NewsOPINI

Ketika Gubernur Menjadi Raja: Kritik atas Pelampauan Wewenang Dedi Mulyadi

Penulis : Anonim

Harian Kuningan – Dedi Mulyadi bukan tipe pemimpin yang duduk di belakang meja. Sejak menjabat Gubernur Jawa Barat, gaya blusukan-nya langsung menyita perhatian publik. Ia hadir di tengah rakyat, berbicara langsung, dan mengeksekusi kebijakan tanpa banyak basa-basi. Tapi di balik pujian terhadap ketegasannya, kita mesti bertanya dengan serius: apakah semua yang dilakukan Kang Dedi itu sah secara kewenangan?

Sistem pemerintahan kita bukan milik satu orang. Indonesia adalah negara hukum. Otonomi daerah dibentuk bukan untuk dipimpin dari satu komando provinsi, tapi dari kerja bersama antara pusat, provinsi, dan kabupaten/kota. Ketika seorang gubernur mulai mengatur sampai urusan operasional sekolah dasar dan menertibkan trotoar kota, maka alarm demokrasi patut dibunyikan.

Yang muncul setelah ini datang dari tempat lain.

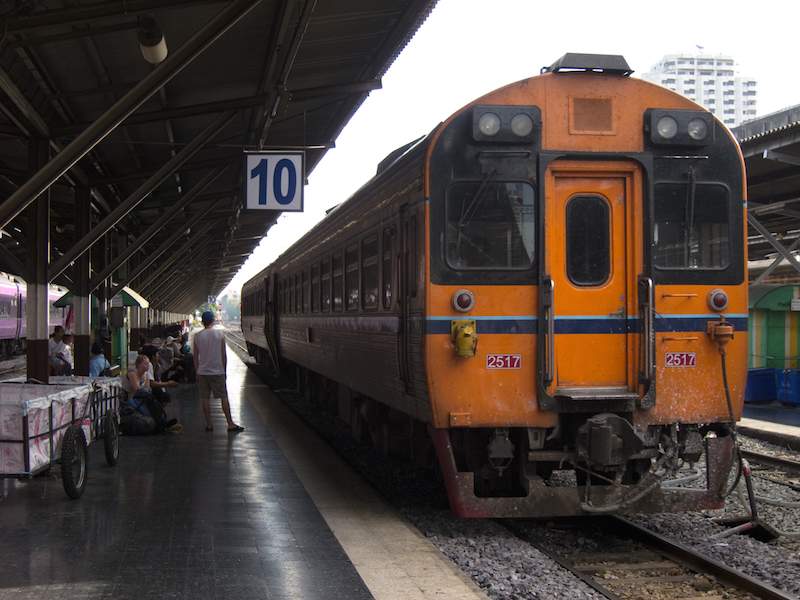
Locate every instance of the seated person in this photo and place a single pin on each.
(139, 386)
(55, 351)
(154, 373)
(68, 354)
(98, 363)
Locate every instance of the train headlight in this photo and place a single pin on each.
(489, 124)
(717, 300)
(679, 127)
(667, 127)
(522, 125)
(697, 129)
(506, 124)
(463, 301)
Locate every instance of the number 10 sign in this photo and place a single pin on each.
(274, 181)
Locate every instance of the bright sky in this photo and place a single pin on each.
(469, 47)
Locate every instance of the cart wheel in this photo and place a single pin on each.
(111, 439)
(74, 461)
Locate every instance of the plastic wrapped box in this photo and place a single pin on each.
(33, 419)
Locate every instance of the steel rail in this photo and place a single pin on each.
(682, 555)
(778, 462)
(696, 561)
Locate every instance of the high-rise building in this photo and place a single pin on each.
(713, 81)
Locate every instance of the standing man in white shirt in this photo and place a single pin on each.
(210, 362)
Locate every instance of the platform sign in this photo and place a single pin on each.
(274, 181)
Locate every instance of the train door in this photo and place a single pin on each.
(270, 309)
(590, 263)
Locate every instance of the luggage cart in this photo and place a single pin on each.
(45, 424)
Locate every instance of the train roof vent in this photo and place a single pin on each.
(613, 64)
(396, 154)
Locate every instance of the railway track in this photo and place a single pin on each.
(629, 562)
(787, 465)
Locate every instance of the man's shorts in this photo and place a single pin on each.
(208, 385)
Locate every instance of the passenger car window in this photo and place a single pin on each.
(490, 225)
(369, 271)
(325, 268)
(588, 240)
(315, 288)
(387, 261)
(351, 278)
(692, 229)
(338, 283)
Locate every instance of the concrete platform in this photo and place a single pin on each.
(269, 513)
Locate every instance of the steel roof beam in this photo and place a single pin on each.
(121, 109)
(179, 112)
(279, 88)
(75, 33)
(775, 263)
(92, 12)
(166, 245)
(196, 165)
(132, 201)
(156, 227)
(773, 241)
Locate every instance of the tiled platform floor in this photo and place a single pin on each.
(194, 515)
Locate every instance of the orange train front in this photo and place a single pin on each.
(545, 283)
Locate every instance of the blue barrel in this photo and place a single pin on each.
(762, 385)
(789, 387)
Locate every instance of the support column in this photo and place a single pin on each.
(37, 306)
(81, 304)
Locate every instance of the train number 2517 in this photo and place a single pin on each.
(680, 359)
(503, 361)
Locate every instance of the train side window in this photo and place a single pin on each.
(588, 240)
(351, 277)
(338, 283)
(298, 294)
(411, 238)
(369, 272)
(325, 277)
(315, 288)
(692, 227)
(387, 260)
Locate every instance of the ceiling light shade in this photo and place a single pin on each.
(151, 40)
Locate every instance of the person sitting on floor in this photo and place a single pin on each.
(55, 350)
(154, 373)
(69, 356)
(139, 386)
(98, 363)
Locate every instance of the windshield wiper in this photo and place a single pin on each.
(690, 200)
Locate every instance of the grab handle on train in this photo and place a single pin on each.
(550, 322)
(646, 299)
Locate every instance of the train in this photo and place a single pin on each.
(12, 313)
(544, 298)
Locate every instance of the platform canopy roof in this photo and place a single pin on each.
(165, 184)
(771, 148)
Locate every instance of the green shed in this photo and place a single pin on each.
(774, 326)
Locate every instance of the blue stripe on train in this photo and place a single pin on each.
(586, 324)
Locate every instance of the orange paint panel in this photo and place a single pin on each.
(696, 395)
(492, 397)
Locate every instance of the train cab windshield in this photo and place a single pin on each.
(490, 225)
(692, 229)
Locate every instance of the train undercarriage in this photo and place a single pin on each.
(589, 464)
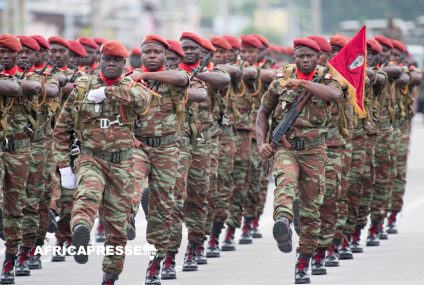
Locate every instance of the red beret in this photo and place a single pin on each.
(99, 41)
(114, 48)
(29, 42)
(175, 47)
(338, 40)
(399, 45)
(384, 41)
(221, 43)
(287, 50)
(88, 42)
(208, 45)
(76, 47)
(58, 40)
(262, 39)
(42, 42)
(155, 39)
(321, 42)
(305, 42)
(136, 51)
(11, 42)
(274, 48)
(234, 42)
(374, 45)
(193, 37)
(250, 41)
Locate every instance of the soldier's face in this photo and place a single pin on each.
(323, 58)
(59, 55)
(306, 59)
(191, 51)
(385, 55)
(249, 54)
(372, 58)
(112, 66)
(74, 60)
(220, 56)
(135, 60)
(153, 56)
(396, 56)
(232, 55)
(40, 56)
(172, 59)
(335, 50)
(25, 56)
(91, 56)
(7, 57)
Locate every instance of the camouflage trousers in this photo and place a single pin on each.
(258, 185)
(162, 169)
(240, 174)
(141, 175)
(227, 149)
(304, 172)
(180, 194)
(383, 161)
(16, 167)
(393, 171)
(213, 183)
(356, 175)
(342, 205)
(110, 185)
(46, 195)
(35, 188)
(329, 207)
(399, 183)
(196, 203)
(368, 182)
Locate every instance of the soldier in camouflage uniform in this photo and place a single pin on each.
(18, 91)
(59, 54)
(37, 159)
(405, 103)
(372, 104)
(195, 208)
(335, 141)
(377, 81)
(383, 142)
(301, 167)
(101, 112)
(158, 134)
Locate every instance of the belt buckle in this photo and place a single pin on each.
(9, 144)
(105, 123)
(201, 140)
(154, 142)
(75, 150)
(116, 157)
(299, 144)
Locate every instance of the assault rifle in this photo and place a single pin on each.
(285, 126)
(199, 69)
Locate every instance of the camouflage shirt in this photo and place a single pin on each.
(125, 99)
(311, 121)
(161, 118)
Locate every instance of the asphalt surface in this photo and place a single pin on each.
(399, 260)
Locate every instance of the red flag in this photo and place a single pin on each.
(349, 68)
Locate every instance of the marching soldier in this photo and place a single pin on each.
(306, 155)
(101, 112)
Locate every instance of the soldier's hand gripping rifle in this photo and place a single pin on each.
(199, 69)
(27, 67)
(285, 126)
(156, 83)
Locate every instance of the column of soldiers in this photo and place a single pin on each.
(85, 135)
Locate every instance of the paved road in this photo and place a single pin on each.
(398, 260)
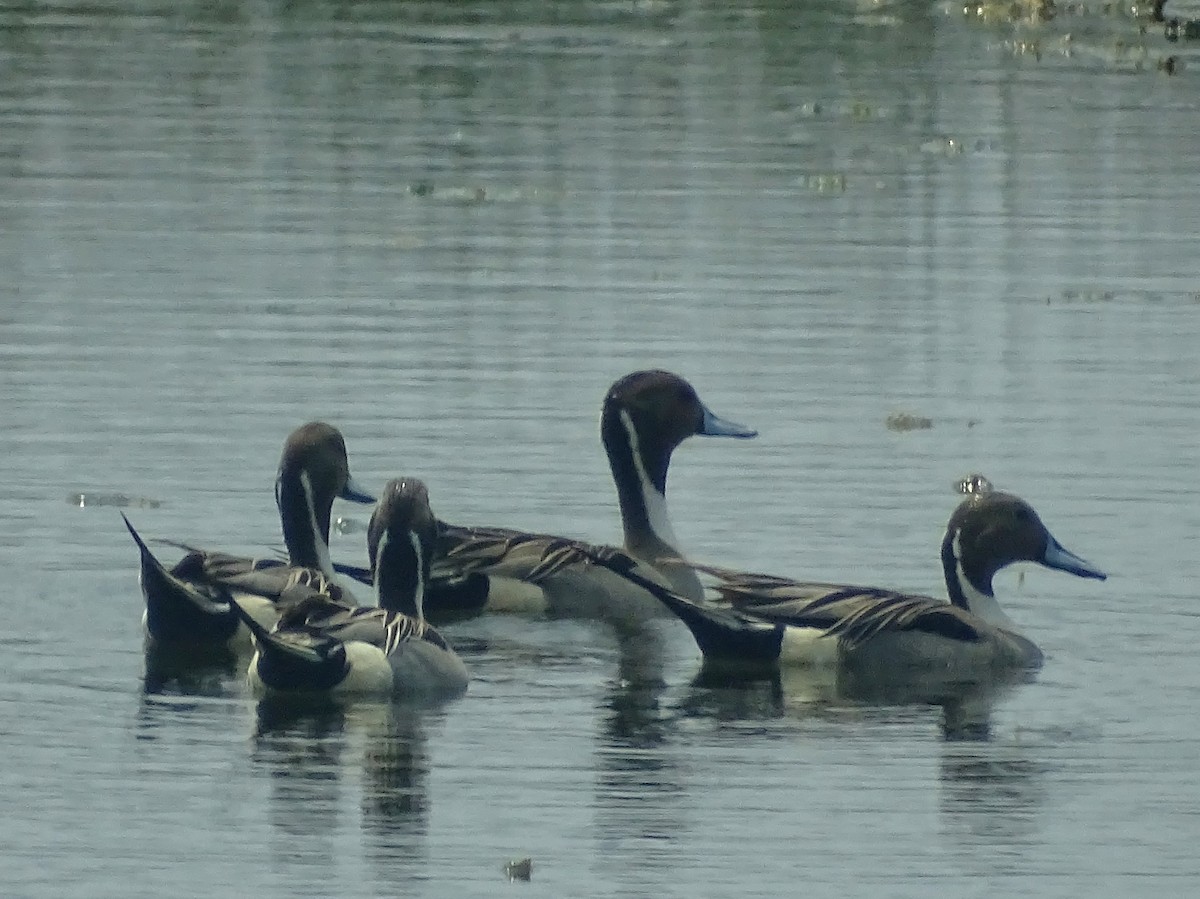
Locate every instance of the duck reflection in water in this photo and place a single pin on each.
(305, 751)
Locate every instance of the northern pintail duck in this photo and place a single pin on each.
(189, 606)
(646, 415)
(322, 647)
(761, 619)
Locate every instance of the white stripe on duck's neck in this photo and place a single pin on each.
(419, 591)
(321, 544)
(654, 503)
(413, 605)
(978, 603)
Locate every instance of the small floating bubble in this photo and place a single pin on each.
(119, 499)
(519, 869)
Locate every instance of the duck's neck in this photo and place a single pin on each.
(400, 570)
(305, 523)
(640, 472)
(970, 587)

Dedi Mulyadi Rajanya Surat Edaran, bukanya bikin Pergub

Dalam berbagai kebijakan yang kontroversial—mulai dari jam masuk sekolah pagi, penghapusan PR, hingga larangan pelajar keluar malam—Dedi Mulyadi memilih menggunakan Surat Edaran (SE) ketimbang menyusun Peraturan Gubernur (Pergub) sebagai dasar hukum.

Padahal, menurut hukum administrasi negara, Surat Edaran tidak memiliki kekuatan mengikat secara hukum, apalagi bila menyangkut hak dan kewajiban publik. SE hanya bersifat internal-administratif dan tidak dapat dijadikan dasar sanksi atau tindakan hukum kepada masyarakat luas.

Prof. Denny Indrayana pernah menegaskan:

“Surat edaran itu bukan sumber hukum formal. Ia tidak setara dengan peraturan perundang-undangan. Kalau dijadikan dasar untuk menghukum atau mengatur warga, maka itu pelanggaran prinsip legalitas.”

Dalam teori Hans Kelsen tentang stufenbau der rechtsordnung (hierarki norma hukum), sebuah norma hanya sah jika dibuat berdasarkan norma di atasnya. Maka, jika Gubernur ingin membuat aturan yang berdampak ke publik atau pemda lain, seharusnya bentuknya Peraturan Gubernur (Pergub), bukan SE.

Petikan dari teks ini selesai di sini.